In a trial contesting an insurer’s denial of total disability benefits, jurors, in some cases, might think that an award of total disability benefits would be an unfair windfall for the plaintiff.
To address a hidden bias like this, plaintiff’s attorneys may try to admit into evidence the amount of insurance premiums the plaintiff paid over the life of the policy. In many cases, the amount the plaintiff has paid in disability insurance policy premiums over a number of years is quite significant. Our firm has had focus group participants provide us with feedback that convinces us that many jurors are less likely to think that awarding total disability benefits to the plaintiff is undeserved if they understand how much the plaintiff paid for this type of coverage.
Can plaintiffs maintain that the amount of premiums they paid constitutes relevant evidence, if this fact is not in dispute? To put it another way, why should this evidence be admitted if the jury does not need to hear it to determine liability?
Whether courts will admit evidence of premiums paid depends on the court. We are not aware of precedent on this issue which is binding in a district court in Tennessee. What we have are unpublished (which are non-binding) cases from federal district courts outside of the Sixth Circuit (the circuit in which Tennessee is located) that go both ways.
For example, in Soll v. Provident Life & Acc. Ins. Co. (E.D. La. July 5, 2002), the federal district court allowed the plaintiff to introduce evidence that he paid $94,000 in insurance premiums to the defendant for an own-occupation disability insurance policy. The defendant argued that the parties could simply stipulate that the premiums were paid. In response, the plaintiff admitted, candidly, that the evidence of his timely payments would cast the defendant “in a bad light in the eyes of the jury,” and help the jury find in his favor on his bad faith claim.
In ruling in favor of the plaintiff, the court held that evidence of the plaintiff’s premium payments is part of the res gestae of the case. The concept of res gestae comes up more in criminal cases and generally refers to background evidence or acts that are not in dispute, but which can provide a greater understanding of the alleged crime or transaction at issue. Here, the court did not elaborate on its holding, but it appeared to suggest that evidence that the plaintiff made costly premium payments would allow the jury to obtain a complete picture of the defendant’s decision to deny benefits.
In Ridolfi v.
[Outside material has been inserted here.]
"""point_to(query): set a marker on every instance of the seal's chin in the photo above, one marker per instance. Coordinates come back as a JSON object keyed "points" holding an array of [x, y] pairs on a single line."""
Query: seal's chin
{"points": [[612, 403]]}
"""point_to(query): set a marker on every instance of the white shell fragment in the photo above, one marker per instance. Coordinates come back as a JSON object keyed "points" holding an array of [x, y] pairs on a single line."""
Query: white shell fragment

State Farm Mut. Auto. Ins. Co. (M.D. Pa. July 27, 2017), the court also analyzed whether the amount of premiums paid should be heard by a jury, and came to a different conclusion. Acknowledging that the bar for relevant evidence is low, the Ridolfi court still could not justify admitting the evidence at issue. As the court noted, there was no allegation or defense that the plaintiff failed to pay her premiums and, therefore, the plaintiff did not need this evidence to prove her breach of contract and bad faith claims. In fact, the court noted that this evidence could confuse a jury since it might imply a false measure of damages.
Although the Ridolfi v. State Farm case was not a disability case, the court’s rationale would still seem to apply: A jury can determine liability without hearing that the plaintiff was current on her premium payments for her disability insurance policy.
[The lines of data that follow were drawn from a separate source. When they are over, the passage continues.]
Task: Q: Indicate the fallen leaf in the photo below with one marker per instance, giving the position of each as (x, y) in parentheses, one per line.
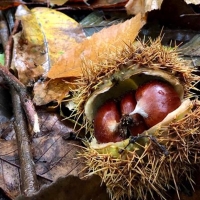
(29, 57)
(60, 31)
(56, 2)
(196, 2)
(97, 20)
(71, 188)
(5, 4)
(36, 48)
(142, 6)
(107, 40)
(54, 90)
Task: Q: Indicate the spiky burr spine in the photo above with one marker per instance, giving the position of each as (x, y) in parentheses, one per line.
(144, 169)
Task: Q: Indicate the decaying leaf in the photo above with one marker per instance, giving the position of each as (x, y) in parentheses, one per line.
(54, 90)
(106, 41)
(60, 31)
(56, 2)
(143, 6)
(53, 155)
(42, 41)
(5, 4)
(72, 188)
(196, 2)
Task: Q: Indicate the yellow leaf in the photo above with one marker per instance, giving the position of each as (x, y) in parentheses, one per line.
(57, 2)
(103, 42)
(45, 36)
(60, 31)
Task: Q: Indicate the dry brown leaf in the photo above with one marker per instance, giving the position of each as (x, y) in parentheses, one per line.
(68, 188)
(54, 90)
(134, 7)
(104, 42)
(142, 6)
A disability case is unique, however, in one important respect. Unlike your average insurance case, in a disability case, it is not always easy to ascertain the nature of what is being insured. Many disability insurance policies award total disability benefits only if the claimant cannot perform the material and substantial duties of his or her pre-disability occupation. How to identify those duties, however, will probably not be addressed in the policy. Plaintiffs may be able to argue that evidence that they paid a substantial amount of premiums over the life of the policy will help a jury understand the essence of their occupation, and what they were trying to cover in the event of a disability.
This is especially true for a person whose occupation includes different levels of distinct duties. Consider a hypothetical case, for example, in which a flight school instructor also flew commercial passenger planes until a heart condition prevented her from flying. Because she could still teach, the insurer denied her disability benefits. In a disability lawsuit, she may argue that flying commercial planes generated most of her income and, therefore, was a material and substantial part of her occupation, while teaching flight school was secondary because it did not earn her a lot of money. A jury would find her argument more convincing, she may contend to the court, if she were able to show that she paid a high dollar amount of premiums over the duration of her policy. After all, why would she pay for an expensive disability policy in order to insure a part of her occupation that was not particularly lucrative?
We do not know how a court would rule in our hypothetical example. However, it is worth keeping in mind that, in trying to inform the jury of the nature of the plaintiff’s occupation, the cost of maintaining the policy may be more probative in a disability insurance policy case than it might in other insurance cases.